NCLEX-RN
Exam Cram NCLEX RN Practice Questions
1. When taking blood pressures on a variety of people at a health fair, what should the nurse keep in mind?
- A. After menopause, blood pressure readings in women are usually higher than those taken in men.
- B. The blood pressure of an African-American adult is usually higher than that of a non-Hispanic White adult of the same age.
- C. Blood pressure measurements in people who are overweight are usually higher than those of people who are at a normal weight.
- D. A teenager's blood pressure reading may be lower than that of an adult.
Correct answer: B
Rationale: When assessing blood pressures, it is important to consider that the blood pressure of African-American adults is typically higher than that of non-Hispanic White adults of the same age. This is significant as Black individuals in the United States have a higher prevalence of hypertension compared to other groups. Blood pressure readings in women are generally higher than in men after menopause. Additionally, blood pressure measurements in overweight individuals are typically higher than those in individuals of normal weight. While teenagers may have lower blood pressure readings than adults, it is crucial to recognize the trend of a gradual rise in blood pressure throughout childhood and into adulthood. Therefore, the correct choice is B. Choices A, C, and D are incorrect as they do not reflect the typical blood pressure differences observed in various populations.

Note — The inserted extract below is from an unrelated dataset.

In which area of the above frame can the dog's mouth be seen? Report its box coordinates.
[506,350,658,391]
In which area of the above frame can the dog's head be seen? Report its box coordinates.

2. A patient suffering from hyperglycemia would be experiencing:
- A. Low blood sugar
- B. High blood sugar
- C. Normal blood sugar
- D. None of the above
Correct answer: B
Rationale: Hyperglycemia is a condition characterized by high blood sugar levels. In this state, there is an excess of glucose in the bloodstream. Patients with hyperglycemia are often diagnosed with diabetes. The term 'hyperglycemia' specifically refers to elevated blood sugar levels. Therefore, the correct answer is 'High blood sugar.' Choices A, C, and D are incorrect because hyperglycemia indicates elevated blood sugar levels and not low or normal levels.
3. The functional health pattern assessment data states: 'Eats three meals a day and is of normal weight for height.' The nurse should draw which of the following conclusions about this data? Select all that apply.
- A. Client has an actual health problem
- B. Client has a wellness diagnosis
- C. Collaborative health problem needs to be written
- D. Possible nursing diagnosis exists
Correct answer: B
Rationale: The assessment data provided indicates a healthy pattern of nutrition and a normal weight for height, suggesting a positive health status. This aligns with a wellness diagnosis, such as 'Potential for enhanced nutrition,' which focuses on improving health further. An actual health problem refers to a current health issue present in the client, which is not evident in this data. Collaborative health problems involve interprofessional collaboration and are not indicated based on the information provided. While a diet assessment may be needed to evaluate food quality, the initial data suggests a wellness-focused approach to care.
4. What does preload refer to?
- A. The volume of blood entering the left side of the heart
- B. The volume of blood entering the right side of the heart
- C. The pressure in the venous system that the heart must overcome to pump the blood
- D. The pressure in the arterial system that the heart must overcome to pump the blood
Correct answer: B
Rationale: Preload refers to the volume of blood that enters the right side of the heart. This volume stretches the fibers in the heart before contraction. Preload is an essential factor in determining the force of ventricular contraction. Choices A, C, and D are incorrect. Choice A is incorrect because preload is specifically related to the volume of blood entering the right side of the heart. Choices C and D are incorrect as they refer to afterload, which is the pressure that the heart must overcome to pump blood out of the ventricles into the systemic or pulmonary circulation.
5. The nurse is preparing to examine a 4-year-old child. Which action by the nurse is appropriate for this age group?
- A. Explain the procedures briefly to alleviate the child's anxiety.
- B. Give the child feedback and reassurance during the examination.
- C. Ask the child to undress as needed for the examination.
- D. Perform an examination of the head last.
Correct answer: B
Rationale: For a 4-year-old child, short and simple explanations should be provided to avoid overwhelming the child. It is important to give feedback and reassurance during the examination to create a comforting environment for the child. Asking the child to undress as needed is appropriate for a thorough examination, as children at this age are usually willing to do so. Performing an examination of the head last allows the child to become more comfortable during the assessment. Therefore, the most appropriate action for a 4-year-old child is to provide feedback and reassurance during the examination, ensuring a positive experience for the child.